ROANOKE TIMES

                         Roanoke Times
                 Copyright (c) 1995, Landmark Communications, Inc.

DATE: SUNDAY, January 29, 1995                   TAG: 9501310070
SECTION: STREET BY STREET                    PAGE: 8   EDITION: METRO 
SOURCE: MARY BISHOP STAFF WRITER
DATELINE:                                 LENGTH: Medium


THE LOSS STILL STINGS

Mary Juanita and Ernest "Popeye" Brown bought the old Monsour store in Gainsboro in 1972.

The late Joe Monsour had run the store at 902 Peach Road since at least the 1940s. Ernest Brown was his cashier and part-time manager. Mary Brown worked there, too.

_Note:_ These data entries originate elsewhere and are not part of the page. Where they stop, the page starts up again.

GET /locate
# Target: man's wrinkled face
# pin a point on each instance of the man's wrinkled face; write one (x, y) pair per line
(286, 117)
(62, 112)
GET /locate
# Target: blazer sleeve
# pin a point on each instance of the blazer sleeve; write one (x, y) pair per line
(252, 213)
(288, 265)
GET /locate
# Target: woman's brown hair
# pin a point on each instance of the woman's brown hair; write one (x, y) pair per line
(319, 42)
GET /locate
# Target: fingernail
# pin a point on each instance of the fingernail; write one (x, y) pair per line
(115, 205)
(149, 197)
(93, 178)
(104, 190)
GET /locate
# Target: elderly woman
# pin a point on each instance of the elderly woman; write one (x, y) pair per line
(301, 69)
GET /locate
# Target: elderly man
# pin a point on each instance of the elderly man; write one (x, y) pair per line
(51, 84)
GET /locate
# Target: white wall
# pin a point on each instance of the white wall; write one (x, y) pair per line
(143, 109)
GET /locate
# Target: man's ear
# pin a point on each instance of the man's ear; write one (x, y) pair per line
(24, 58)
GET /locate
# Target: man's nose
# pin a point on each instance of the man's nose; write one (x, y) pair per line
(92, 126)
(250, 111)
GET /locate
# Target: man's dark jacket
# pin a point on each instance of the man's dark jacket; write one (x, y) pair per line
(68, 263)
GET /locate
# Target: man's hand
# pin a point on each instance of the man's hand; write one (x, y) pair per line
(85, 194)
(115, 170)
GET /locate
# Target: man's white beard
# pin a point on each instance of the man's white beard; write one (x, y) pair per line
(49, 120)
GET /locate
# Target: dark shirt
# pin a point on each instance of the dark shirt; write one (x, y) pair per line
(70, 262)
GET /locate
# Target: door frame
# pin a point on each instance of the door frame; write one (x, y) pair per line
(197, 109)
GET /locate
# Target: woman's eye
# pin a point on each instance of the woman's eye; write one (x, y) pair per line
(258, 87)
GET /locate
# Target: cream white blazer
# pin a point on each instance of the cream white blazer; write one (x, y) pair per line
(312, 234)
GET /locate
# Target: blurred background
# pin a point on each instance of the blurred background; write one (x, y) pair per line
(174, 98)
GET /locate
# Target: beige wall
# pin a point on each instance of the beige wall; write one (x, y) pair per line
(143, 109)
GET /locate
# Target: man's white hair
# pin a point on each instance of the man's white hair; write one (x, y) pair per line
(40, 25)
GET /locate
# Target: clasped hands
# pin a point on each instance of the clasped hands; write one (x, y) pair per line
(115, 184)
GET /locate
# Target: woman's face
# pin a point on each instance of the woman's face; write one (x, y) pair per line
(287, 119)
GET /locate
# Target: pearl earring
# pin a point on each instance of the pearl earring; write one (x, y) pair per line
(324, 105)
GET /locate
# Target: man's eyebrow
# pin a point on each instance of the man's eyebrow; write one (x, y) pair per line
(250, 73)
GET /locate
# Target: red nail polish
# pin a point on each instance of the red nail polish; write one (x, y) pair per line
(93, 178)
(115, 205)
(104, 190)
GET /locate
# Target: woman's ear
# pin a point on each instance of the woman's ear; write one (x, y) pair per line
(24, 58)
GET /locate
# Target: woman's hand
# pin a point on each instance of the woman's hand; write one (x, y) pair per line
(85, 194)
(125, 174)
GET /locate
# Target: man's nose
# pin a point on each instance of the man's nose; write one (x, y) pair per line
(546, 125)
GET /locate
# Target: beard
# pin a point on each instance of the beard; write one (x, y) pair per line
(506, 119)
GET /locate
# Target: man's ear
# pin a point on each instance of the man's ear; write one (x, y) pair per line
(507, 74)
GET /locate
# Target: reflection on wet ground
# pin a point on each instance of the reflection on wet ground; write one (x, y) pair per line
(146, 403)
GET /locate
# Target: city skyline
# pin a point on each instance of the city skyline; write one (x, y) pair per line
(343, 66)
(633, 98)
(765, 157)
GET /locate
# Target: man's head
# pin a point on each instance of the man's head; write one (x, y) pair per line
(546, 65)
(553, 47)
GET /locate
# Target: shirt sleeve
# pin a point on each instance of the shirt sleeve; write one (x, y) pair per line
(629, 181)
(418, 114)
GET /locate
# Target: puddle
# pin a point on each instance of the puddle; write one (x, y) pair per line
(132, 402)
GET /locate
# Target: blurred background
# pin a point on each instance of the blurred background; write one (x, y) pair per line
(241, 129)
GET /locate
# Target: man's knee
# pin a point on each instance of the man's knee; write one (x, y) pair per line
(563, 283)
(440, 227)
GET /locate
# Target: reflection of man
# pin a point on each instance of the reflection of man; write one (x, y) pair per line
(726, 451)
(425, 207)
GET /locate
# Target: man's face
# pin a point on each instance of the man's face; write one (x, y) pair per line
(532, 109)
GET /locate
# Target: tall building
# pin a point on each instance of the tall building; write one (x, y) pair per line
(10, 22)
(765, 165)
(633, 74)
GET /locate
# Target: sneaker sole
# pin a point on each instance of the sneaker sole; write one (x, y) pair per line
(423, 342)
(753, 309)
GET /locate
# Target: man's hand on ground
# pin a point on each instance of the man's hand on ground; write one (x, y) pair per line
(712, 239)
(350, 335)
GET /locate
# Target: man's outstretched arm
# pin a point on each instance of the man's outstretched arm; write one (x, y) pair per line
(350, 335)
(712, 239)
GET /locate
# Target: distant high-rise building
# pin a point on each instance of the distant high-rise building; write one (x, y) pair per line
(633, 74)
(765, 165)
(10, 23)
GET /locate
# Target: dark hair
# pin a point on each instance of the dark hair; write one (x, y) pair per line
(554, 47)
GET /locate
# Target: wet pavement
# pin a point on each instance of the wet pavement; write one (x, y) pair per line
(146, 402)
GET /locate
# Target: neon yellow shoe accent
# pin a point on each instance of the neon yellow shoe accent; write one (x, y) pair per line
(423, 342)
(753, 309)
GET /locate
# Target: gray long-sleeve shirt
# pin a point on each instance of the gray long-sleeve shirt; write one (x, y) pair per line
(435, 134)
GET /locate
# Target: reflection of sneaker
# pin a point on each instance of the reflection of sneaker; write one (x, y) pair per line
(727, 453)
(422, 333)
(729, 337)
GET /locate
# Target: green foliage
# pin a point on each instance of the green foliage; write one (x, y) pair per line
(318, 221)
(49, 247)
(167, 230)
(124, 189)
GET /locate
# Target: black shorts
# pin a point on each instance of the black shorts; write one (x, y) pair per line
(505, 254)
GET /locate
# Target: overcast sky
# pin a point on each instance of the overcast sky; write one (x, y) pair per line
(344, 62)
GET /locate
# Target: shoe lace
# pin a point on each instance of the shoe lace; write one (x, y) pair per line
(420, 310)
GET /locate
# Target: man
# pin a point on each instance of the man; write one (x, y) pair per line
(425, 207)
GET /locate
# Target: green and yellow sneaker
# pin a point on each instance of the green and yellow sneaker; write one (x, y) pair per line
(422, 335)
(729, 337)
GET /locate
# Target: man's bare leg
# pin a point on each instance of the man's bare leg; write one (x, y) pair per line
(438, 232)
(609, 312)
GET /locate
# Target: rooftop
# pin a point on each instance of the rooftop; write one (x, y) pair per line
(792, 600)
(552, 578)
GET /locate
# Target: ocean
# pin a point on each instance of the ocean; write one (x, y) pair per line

Black entrepreneurs and people like Monsour, of Lebanese descent, fueled the life in Gainsboro. "It was like being at home," Mary Brown said. "They took pride in those places."

Monsour owned the Gainsboro building where The Roanoke Tribune was published and the Star City Auditorium at Wells Avenue and Henry Street where James Brown and Lionel Hampton played in the 1950s and 1960s.

"At one time, they had me believing that they were going to renovate, have a little mall over there," Ernest Brown said. "I should have seen through that."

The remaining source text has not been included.